The mechanics of fault distribution and localization in high-porosity sands, Provence, France

Abstract

AbstractExcellent quarry exposures have been studied to examine the controls on the growth of fault networks in Cretaceous high-porosity sands. An inverse correlation is found at any one locality between the frequency of faults of an earlier tectonic event and the frequency of later faults. The early faults are cataclastic deformation bands with displacements typically up to 300 mm, and have thicknesses approaching their displacements. Later faults are also deformation bands except where present within a high-frequency array of earlier faults, where they are typically clustered high-displacement ultracataclasite zones that are narrower (smaller width/displacement ratios) than for the deformation band faults.
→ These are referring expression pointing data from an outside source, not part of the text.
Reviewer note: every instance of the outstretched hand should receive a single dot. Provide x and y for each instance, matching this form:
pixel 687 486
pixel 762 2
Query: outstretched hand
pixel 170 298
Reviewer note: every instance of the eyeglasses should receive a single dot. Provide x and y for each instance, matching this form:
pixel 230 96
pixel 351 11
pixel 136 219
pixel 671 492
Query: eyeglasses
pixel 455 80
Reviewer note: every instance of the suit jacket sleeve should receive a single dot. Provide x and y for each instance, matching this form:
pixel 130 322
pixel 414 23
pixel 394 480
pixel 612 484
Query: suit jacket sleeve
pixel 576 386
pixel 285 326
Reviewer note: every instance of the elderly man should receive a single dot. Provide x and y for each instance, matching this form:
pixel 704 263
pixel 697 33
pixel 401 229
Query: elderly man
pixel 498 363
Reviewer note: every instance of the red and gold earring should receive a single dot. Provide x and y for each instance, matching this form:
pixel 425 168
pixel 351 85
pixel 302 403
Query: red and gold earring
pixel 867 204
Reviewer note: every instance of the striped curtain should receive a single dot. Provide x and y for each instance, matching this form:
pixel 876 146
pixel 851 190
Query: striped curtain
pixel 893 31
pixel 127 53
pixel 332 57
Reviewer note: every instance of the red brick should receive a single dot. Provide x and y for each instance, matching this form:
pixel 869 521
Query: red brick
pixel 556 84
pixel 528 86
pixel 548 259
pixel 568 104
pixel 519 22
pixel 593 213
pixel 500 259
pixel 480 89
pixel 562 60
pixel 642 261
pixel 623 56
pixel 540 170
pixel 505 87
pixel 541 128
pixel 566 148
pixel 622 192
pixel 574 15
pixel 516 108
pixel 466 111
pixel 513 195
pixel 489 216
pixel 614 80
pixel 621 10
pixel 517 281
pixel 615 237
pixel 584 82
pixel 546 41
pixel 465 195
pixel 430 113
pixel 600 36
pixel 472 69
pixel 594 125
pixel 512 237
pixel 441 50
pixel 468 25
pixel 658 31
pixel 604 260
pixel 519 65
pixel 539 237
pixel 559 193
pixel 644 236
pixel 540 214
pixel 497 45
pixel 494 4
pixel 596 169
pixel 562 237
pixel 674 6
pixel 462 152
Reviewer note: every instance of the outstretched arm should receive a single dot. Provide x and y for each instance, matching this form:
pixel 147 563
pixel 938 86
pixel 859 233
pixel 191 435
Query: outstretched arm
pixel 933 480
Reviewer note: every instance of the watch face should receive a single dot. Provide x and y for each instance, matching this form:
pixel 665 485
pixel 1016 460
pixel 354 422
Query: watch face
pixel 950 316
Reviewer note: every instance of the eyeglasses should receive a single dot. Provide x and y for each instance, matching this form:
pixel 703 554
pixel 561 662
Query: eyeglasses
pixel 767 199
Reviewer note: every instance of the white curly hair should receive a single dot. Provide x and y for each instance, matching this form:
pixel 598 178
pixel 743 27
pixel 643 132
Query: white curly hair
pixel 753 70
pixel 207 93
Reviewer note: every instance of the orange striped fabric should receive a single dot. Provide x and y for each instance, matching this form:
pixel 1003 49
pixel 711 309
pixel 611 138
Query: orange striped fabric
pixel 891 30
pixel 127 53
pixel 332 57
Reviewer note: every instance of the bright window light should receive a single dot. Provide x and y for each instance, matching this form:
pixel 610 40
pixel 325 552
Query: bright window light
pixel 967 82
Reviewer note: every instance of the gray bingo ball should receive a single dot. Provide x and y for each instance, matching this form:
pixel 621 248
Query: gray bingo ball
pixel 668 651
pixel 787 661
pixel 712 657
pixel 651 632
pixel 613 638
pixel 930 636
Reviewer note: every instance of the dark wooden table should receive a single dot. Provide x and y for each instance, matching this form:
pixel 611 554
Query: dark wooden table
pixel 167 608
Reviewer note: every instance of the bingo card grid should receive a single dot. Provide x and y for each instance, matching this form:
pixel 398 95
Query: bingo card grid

A mechanical model using critical state soil mechanics explains the observed distributions and fault zone characteristics in terms of strength changes in the deforming sand unit and the stress path by which the material is subjected to ‘clastic’–plastic yielding. Localized faulting by constant-volume cataclastic flow at the critical state line will result in deviatoric stress reduction as Coulomb plasticity softening occurs within the fault zone. Elastic unloading of the walls will suppress the continued formation of deformation bands. The point at which the stress state reaches the critical state line, governed by the stress state and position of the ‘clastic’–plastic yield envelope, is therefore crucial in controlling the final distribution of deformation bands and larger faults in the system. Within this framework, the field and microstructural data suggest that earlier deformation became distributed by hardening processes such as compaction and grain-size reduction, resulting in a higher bulk yield strength. In a later tectonic event, the unit behaves in a stronger manner and deformation quickly localizes by fault zone softening processes into fewer fault zones that individually grow larger.